I saw the Queen Mother at the post office this morning. The Queen Mother hobbled in, dragging a large umbrella and recklessly pulling a plaid trolley behind her. The Queen Mother and I made eye contact and I immediately sensed I shouldn’t have done; perhaps I should have bowed my head or curtsied or something. But the Queen Mother took my irreverence in her stride and, sidling up to me, she casually complained about the weather. As she did, the Queen Mother attempted to ruffle up the white tufts of candy floss hair behind her ears and on top of her wrinkly forehead. The Queen Mother must not have had much business at the post office because though I was ahead of her in the queue, she quickly caught up to me as I headed toward the exit. The Queen Mother asked me if her slip was showing and whether I would take the lift to the ground floor with her; a monarch should never ride the lift alone. The Queen Mother told me she very much likes black people because, unlike her own people, black people indulge her in friendly banter once in a while. And here I thought the Queen Mother loved all her subjects equally.

13 responses

  1. An Unreliable Witness comments:

    I think you’ve just written about the sainted and very much dead Queen Mother showing her underwear in public.

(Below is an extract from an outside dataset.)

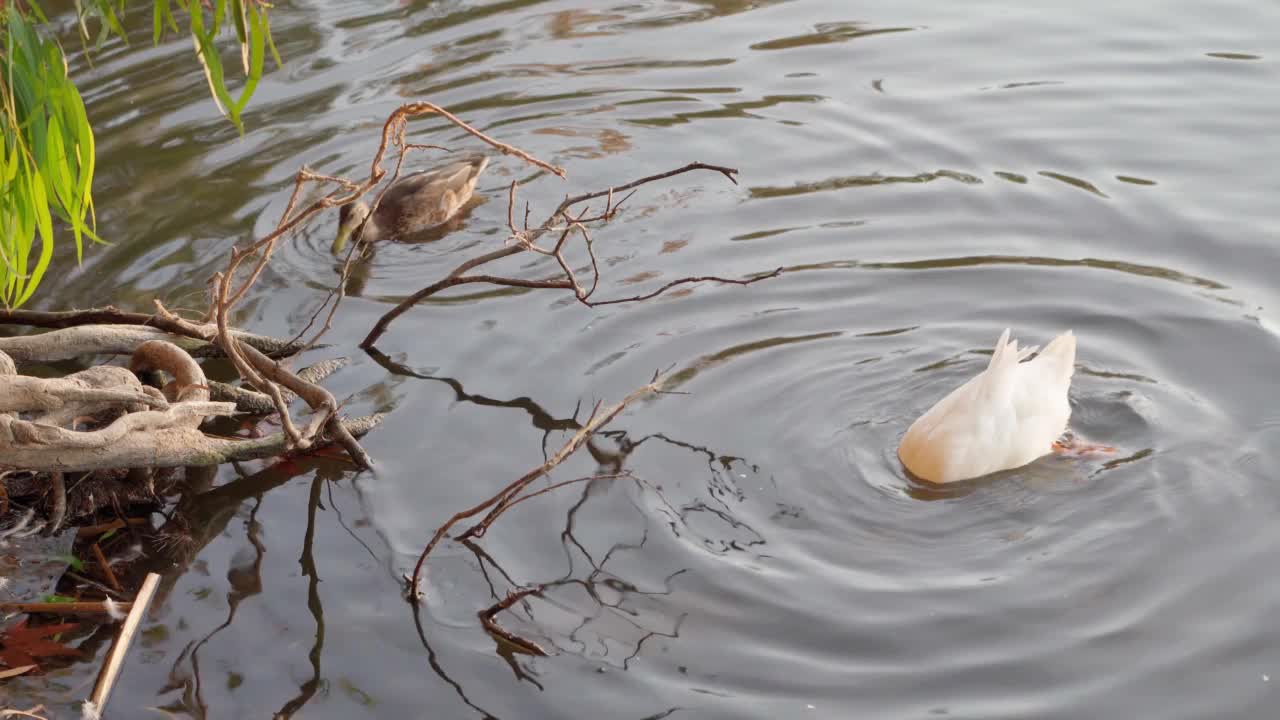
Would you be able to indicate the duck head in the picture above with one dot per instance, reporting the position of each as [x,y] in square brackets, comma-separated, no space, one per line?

    I promise to lead the campaign to free you from the Tower of London, where you will have been imprisoned on charges of treason, prior to your execution.

  2. 2ndhandsoul comments:

    That’s if they catch her first. Run! White people are slow and lazy and fat; they’d never catch anyone making a proper chase.

  3. Spanish Goth comments:

    Bloody crikey - you’re more Gothic than I am

    You dug the bitch up? Well hoorah. I wondered why the coffin was empty when I got there.

  4. Jim Murdoch comments:

    So this is you moving into your Sue Townsend phase?

    Technical point - does a Queen Dowager actually have subjects?

  5. Ani Smith comments:

    AUW: I shall begin growing my hair so when the time comes, I can toss it over the window sill and you can climb up and pretend to gallantly save me.

    2ndhandsoul: Remember kids, don’t believe everything you read.

    Spanish Goth: What? You mean she’s … she’s … dead?! *cries*

    Jim: Never read Ms Townsend, I’m afraid. I didn’t grow up here, which may also explain why I don’t believe in the idea of royal subjects in general. [Oh god. I hope that remark doesn’t get me kicked out!]

  6. Rob comments:

    I’m like the Queen Mother. Big fan of friendly banter.

  7. Your Wandering Mind comments:

    As they say, the Queen is dead! But aren’t they all? I enjoy all your “starfucking” entries, keep them coming.

  8. Ani Smith comments:

    Rob: Hello and welcome. There’s plenty of friendly banter to be found here. And some unfriendly banter, too, probably. ;)

    Your Wandering Mind: Thanks. Apparently not all queens are dead, no. Literally or figuratively. But punk is.

  9. drodbar comments:

    I think the royal family are quite nice.

  10. Queen Elizabeth II comments:

    I think Drodbar is quite nice.

    Sir Drodbar of Blogspot has quite a nice ring, don’t you think?

  11. 2ndhandsoul comments:

    Your Majesty, don’t you have an appointment with a casket-sizer to get to? Don’t be late for your fitting, now!

  12. 2ndhandsoul comments:

    P.S. Err, just to knock myself down a notch here: I acutally went to double-check to see if the Queen was still alive or not. Just in case, you know?